Tremate, tremate, le Guerrilla Girls sono tornate!
«Colpevole» di conservare solo l’1,5% di opere di designer donne, il MK&G si autorevisiona e allestisce una grande mostra dedicata al potere creativo femminile degli ultimi 150 anni

In barba a chi le declassa oggi a insignificante fenomeno artistico passé, le Guerrilla Girls continuano a far parlare di sé, e molto, come dimostra la rassegna che il Museum für Kunst und Gewerbe/MK&G dedica loro dal 17 febbraio al 17 settembre. Per fortuna il mondo dell’arte in Germania è più evoluto che altrove e già da alcuni anni le sue istituzioni museali stanno ripensando le proprie curatele piuttosto escludenti in passato quando si parlava di artiste, soprattutto se vittime del doppio stigma di razzismo e/o omofobia.
Questa «THE F* WORD: Guerrilla Girls e la grafica femminista» è una delle mostre più attese d’inizio anno. Nel 1989 il gruppo newyorkese di artiste femministe Guerrilla Girls attirava l’attenzione del mondo dell’arte sul proprio celeberrimo manifesto: «Do Women Have To Be Naked To Get Into The Met. Museum?» (le donne devono essere necessariamente nude per entrare al Met?): un indice puntato contro il sessismo che vi imperversava e in particolar modo contro una mostra d’arte moderna del Metropolitan Museum che nella selezione dei 165 nomi da presentare aveva incluso solo 13 donne.
Da allora il collettivo statunitense è impegnato nella creazione di opere di denuncia di sessismo, razzismo, discriminazione, abusi di potere e corruzione nel mondo dell’arte, e per questa mostra del MK&G ha sviluppato un progetto che prende le mosse dai propri manifesti storici, circa 100 in tutto nella collezione amburghese, mettendola in discussione.
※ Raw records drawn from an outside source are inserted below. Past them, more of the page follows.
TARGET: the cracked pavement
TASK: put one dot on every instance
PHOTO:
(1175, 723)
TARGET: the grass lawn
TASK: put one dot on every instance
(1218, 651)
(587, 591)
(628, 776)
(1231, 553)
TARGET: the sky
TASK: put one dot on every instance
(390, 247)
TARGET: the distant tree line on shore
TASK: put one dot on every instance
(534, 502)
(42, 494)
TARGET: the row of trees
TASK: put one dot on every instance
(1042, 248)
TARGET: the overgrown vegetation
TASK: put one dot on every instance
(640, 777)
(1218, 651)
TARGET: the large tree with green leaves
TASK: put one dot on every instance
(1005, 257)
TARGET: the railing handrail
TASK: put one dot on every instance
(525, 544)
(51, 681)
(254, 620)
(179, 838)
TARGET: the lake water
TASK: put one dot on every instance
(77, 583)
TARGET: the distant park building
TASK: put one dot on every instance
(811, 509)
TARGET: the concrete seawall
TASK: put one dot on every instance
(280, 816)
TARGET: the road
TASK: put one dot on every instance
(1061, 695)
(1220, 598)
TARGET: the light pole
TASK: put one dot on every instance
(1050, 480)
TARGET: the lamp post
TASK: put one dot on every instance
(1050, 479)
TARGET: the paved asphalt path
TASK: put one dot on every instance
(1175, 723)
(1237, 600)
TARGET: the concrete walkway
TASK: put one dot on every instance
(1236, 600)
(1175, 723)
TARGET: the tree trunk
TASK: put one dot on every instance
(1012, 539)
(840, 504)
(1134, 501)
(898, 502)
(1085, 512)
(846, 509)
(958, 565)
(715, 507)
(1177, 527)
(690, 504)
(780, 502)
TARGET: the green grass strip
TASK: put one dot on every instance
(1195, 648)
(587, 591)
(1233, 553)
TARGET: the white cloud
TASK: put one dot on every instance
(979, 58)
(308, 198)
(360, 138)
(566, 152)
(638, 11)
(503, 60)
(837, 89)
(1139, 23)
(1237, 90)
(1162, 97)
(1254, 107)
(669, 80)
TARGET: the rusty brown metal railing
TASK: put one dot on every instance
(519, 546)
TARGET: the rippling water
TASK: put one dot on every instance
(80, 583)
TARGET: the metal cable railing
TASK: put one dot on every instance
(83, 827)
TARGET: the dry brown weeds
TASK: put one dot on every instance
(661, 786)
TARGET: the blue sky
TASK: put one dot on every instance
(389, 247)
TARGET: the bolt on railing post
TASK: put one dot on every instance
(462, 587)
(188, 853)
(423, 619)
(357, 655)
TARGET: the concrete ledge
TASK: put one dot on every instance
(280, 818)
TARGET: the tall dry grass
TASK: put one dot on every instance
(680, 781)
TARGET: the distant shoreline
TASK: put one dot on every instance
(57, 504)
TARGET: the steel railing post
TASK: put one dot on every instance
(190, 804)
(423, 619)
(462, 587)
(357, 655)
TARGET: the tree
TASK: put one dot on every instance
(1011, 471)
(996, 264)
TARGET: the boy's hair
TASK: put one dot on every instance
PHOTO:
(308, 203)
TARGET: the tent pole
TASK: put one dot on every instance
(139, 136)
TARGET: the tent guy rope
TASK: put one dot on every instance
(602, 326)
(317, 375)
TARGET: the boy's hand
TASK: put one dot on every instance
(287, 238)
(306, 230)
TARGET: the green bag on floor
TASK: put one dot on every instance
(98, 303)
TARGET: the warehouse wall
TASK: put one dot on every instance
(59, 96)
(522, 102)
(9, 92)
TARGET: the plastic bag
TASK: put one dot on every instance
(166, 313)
Constatando che meno dell’1,5% delle opere che il MK&G possiede sono di designer donne, è stato il museo stesso a imporsi un’autorevisione; e lo fa allestendo una mostra che rende per la prima volta giustizia all’enorme potere creativo delle donne designer negli ultimi 150 anni, autrici di manifesti cinematografici, teatrali e politici, copertine di riviste e libri, volantini, pubblicità, ex libris, disegni di caratteri tipografici e incisioni ornamentali storiche.
L’innegabile qualità delle loro opere solleva la questione del perché siano così poco conosciute e del come nascano certe (in)visibilità. La «grafica femminista» è il vero tema clou: vengono mostrate artiste/attiviste come Anja Kaiser, The Rodina, Anke Feuchtenberger e Sheila Levrant de Bretteville capaci di portare avanti il discorso femminista dopo gli anni Settanta.